What are Passkeys?
A passkey is a new way to log in without typing a password. Instead of remembering complex passwords, you just use your fingerprint, face, or PIN the same way you unlock your phone. It's faster, safer, and way easier than passwords.
Think of it like: Using your house key instead of remembering a secret code. The key stays with you and can't be stolen by someone on the internet.
Passwords vs Passkeys
Traditional Passwords
What you deal with:
• Remember complex passwords
• Different password for each site
• Type it correctly every time
• Reset when you forget
• Can be stolen by hackers
Stored on the server!
With Passkeys
What you do:
↓
Use fingerprint or face ID
↓
Done! You're logged in.
✓ Nothing to remember
✓ Can't be phished
✓ Works across devices
✓ Never leaves your device
How Passkeys Work
sequenceDiagram
participant User
participant Device as Your Device
participant Website
Note over User,Website: First Time Setup (Registration)
User->>Website: Create account
Website->>Device: Request passkey creation
Note over Device: Generate key pair (public + private)

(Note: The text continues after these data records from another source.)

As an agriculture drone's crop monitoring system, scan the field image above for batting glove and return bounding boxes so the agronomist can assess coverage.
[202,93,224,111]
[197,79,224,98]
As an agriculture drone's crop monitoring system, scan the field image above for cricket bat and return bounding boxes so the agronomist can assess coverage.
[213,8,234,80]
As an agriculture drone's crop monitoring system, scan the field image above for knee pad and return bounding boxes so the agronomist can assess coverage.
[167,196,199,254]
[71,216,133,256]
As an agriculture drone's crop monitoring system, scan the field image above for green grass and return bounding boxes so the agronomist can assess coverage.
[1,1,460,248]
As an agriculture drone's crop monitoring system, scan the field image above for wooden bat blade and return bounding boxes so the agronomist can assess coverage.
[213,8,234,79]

Device->>User: Authenticate with biometric
User->>Device: Fingerprint/Face ID verified
Device->>Website: Send public key only
Note over Device: Private key stored in secure hardware
Note over Website: Public key stored with account
Note over User,Website: Subsequent Login
User->>Website: Click login
Note over Website: Generate random challenge (nonce)
Website->>Device: Send unique challenge
Device->>User: Request biometric authentication
User->>Device: Fingerprint/Face ID verified
Note over Device: Sign challenge with private key
Device->>Website: Send signature
Note over Website: Verify signature using public key
Website->>User: Access granted!
Note over User,Website: Challenge is different every time
The website gets a "public key" that can't unlock anything by itself. Your device keeps the "private key" safe and uses it to prove you're you.
How Public Key Authentication Works
Passkeys use standard public-key cryptography with a challenge-response flow:
Step 1: Registration
During account setup, your device generates an asymmetric key pair. The public key is sent to the server and stored with your account. The private key stays in your device's secure hardware (like TPM or Secure Enclave) and never leaves.
Step 2: Challenge Request
On login, the server generates a random nonce (challenge) and sends it to your device. This prevents replay attacks since each challenge is unique.
Step 3: Sign Challenge
After biometric verification, your device uses the private key to sign the challenge. The signature is computed locally and sent back to the server. The private key itself never leaves the secure hardware.
Step 4: Verify Signature
The server uses your stored public key to verify the signature. If verification succeeds, it confirms you possess the corresponding private key without ever seeing it.
💡 Key point: This is standard asymmetric cryptography, but the private key is bound to your device's hardware and protected by biometrics. You get cryptographic security plus proof of physical presence.
Why Passkeys Are Better
Can't Be Phished
Unlike passwords, passkeys only work on the real website. Even if you click a fake link, the passkey won't work. The technology makes phishing impossible.
Super Fast
No typing, no forgotten passwords, no password resets. Just touch your fingerprint sensor or look at your camera and you're in. Takes less than a second.
Nothing to Steal
The secret never leaves your device. Even if a website gets hacked, there's nothing useful for hackers to steal. Your account stays safe.
Where You Can Use Passkeys
- Major Websites: Google, Apple, Microsoft, PayPal, Amazon, and many others already support passkeys.
- All Modern Devices: Works on iPhone, Android, Mac, Windows, and even Linux. Your phone can also log you into your computer.
- Synced Across Devices: Create a passkey on your phone and it works on your tablet and computer too. iCloud Keychain and Google Password Manager handle this automatically.
Common Questions
What if I lose my phone?
Passkeys sync across your devices through iCloud or Google. If you lose your phone, you can still log in from your other devices. Plus, websites usually let you set up multiple passkeys.
Can someone use my passkey if they steal my phone?
No. They'd need your fingerprint, face, or phone PIN to use the passkey. It's protected by the same security that locks your phone.
Are passkeys the same as two-factor authentication?
They're better. Passkeys combine both steps into one. You don't need passwords AND a second factor. The passkey is both things at once - something you have (your device) and something you are (your fingerprint).